Positive outlook for the port sector in the Baltic Sea but recovery seems to be taking longer than previously expected
​The Baltic Port Index (BPI) that gives a general overview of ports’ expectations for the upcoming year in the Baltic Sea has risen notably since last year. It is at 50 now (18 last year), indicating positive outlook for 2011 in the port sector. However, ports are expecting that peak cargo volume levels that were experienced just before current economic downturn will not be reached again in the Baltic Sea before 2012 or 2013.
Prospects for all cargo types are good but the ‘other dry cargo’ market (non-bulk, including unitized cargo) is expected to develop better than the bulk cargo market in the Baltic Sea in 2011.

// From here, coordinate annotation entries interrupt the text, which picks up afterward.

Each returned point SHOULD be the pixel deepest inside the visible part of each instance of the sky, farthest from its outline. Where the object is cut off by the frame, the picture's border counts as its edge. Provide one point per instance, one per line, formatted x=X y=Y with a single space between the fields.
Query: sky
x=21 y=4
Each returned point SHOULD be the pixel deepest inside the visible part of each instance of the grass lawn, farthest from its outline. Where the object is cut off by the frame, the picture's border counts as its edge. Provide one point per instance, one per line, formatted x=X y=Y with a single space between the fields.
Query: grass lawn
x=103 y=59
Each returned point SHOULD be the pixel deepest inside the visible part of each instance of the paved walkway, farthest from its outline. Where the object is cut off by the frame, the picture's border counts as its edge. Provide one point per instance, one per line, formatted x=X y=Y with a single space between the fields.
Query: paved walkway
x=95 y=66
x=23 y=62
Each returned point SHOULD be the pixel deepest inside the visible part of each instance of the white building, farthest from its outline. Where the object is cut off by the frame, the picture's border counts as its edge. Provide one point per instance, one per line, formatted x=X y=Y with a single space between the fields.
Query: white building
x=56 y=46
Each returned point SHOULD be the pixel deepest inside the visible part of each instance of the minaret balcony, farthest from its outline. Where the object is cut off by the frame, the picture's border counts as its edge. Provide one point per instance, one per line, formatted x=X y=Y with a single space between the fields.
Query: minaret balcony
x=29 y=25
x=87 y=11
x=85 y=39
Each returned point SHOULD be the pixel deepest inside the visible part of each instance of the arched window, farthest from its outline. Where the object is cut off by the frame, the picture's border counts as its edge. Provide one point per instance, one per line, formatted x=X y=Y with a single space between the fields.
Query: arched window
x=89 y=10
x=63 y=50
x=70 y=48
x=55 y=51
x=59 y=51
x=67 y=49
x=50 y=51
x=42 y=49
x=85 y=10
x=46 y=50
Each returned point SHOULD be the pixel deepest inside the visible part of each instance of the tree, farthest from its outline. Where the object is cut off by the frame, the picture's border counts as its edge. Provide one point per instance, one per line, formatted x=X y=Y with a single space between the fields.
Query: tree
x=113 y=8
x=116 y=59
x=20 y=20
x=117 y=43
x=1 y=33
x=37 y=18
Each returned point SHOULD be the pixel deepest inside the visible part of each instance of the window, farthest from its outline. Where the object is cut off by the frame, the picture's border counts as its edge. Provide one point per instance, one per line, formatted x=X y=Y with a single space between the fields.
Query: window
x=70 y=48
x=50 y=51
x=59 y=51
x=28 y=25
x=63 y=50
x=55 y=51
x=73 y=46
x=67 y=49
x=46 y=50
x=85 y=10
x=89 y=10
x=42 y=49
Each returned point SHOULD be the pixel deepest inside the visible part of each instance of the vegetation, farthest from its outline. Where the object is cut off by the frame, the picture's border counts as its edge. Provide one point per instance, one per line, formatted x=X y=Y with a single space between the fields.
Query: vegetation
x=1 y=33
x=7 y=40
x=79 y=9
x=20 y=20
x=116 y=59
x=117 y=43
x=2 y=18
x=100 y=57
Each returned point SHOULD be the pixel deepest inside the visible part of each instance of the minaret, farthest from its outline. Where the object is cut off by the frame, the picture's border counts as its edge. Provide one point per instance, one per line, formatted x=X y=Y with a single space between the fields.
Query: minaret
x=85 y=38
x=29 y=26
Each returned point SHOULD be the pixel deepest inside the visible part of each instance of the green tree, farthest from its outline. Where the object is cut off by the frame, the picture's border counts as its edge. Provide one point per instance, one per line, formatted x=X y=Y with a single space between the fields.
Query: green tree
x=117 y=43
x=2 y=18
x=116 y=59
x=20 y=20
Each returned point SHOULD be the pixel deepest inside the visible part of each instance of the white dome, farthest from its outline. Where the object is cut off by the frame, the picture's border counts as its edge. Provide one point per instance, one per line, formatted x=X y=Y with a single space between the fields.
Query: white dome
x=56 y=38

Capacity and investments to increase in many ports

More ports report future capacity increases and port investments compared with the last year’s Barometer. Over half report that the capacity in their port will increase in 2011. Similarly, over half foresee higher investments in their port for 2011.
Recent development: changes in the cargo structure of Baltic Sea ports and growth in vessel size
Majority of ports has reported changes in their cargo structure since the beginning of 2009. There has been volatility in certain cargo types, for example in oil and oil products, during the last two years. Another notable short-term trend is the increase in the size of vessels visiting ports since the beginning of 2009.

Background to the survey

The Baltic Port Barometer is a survey designed to provide short-term trend information on Baltic Sea port development, by assessing business and traffic prospects across the Baltic Sea region. The Barometer comprises a set of qualitative information that is collected from top-level port authority representatives in the Baltic Sea region. A total of 49 seaport authorities around the Baltic Sea participated in the third Baltic Port Barometer survey, conducted during two months in June-August 2010. The survey was conducted by the Centre for Maritime Studies at the University of Turku, Finland, in co-operation with the Baltic Ports Organization (BPO).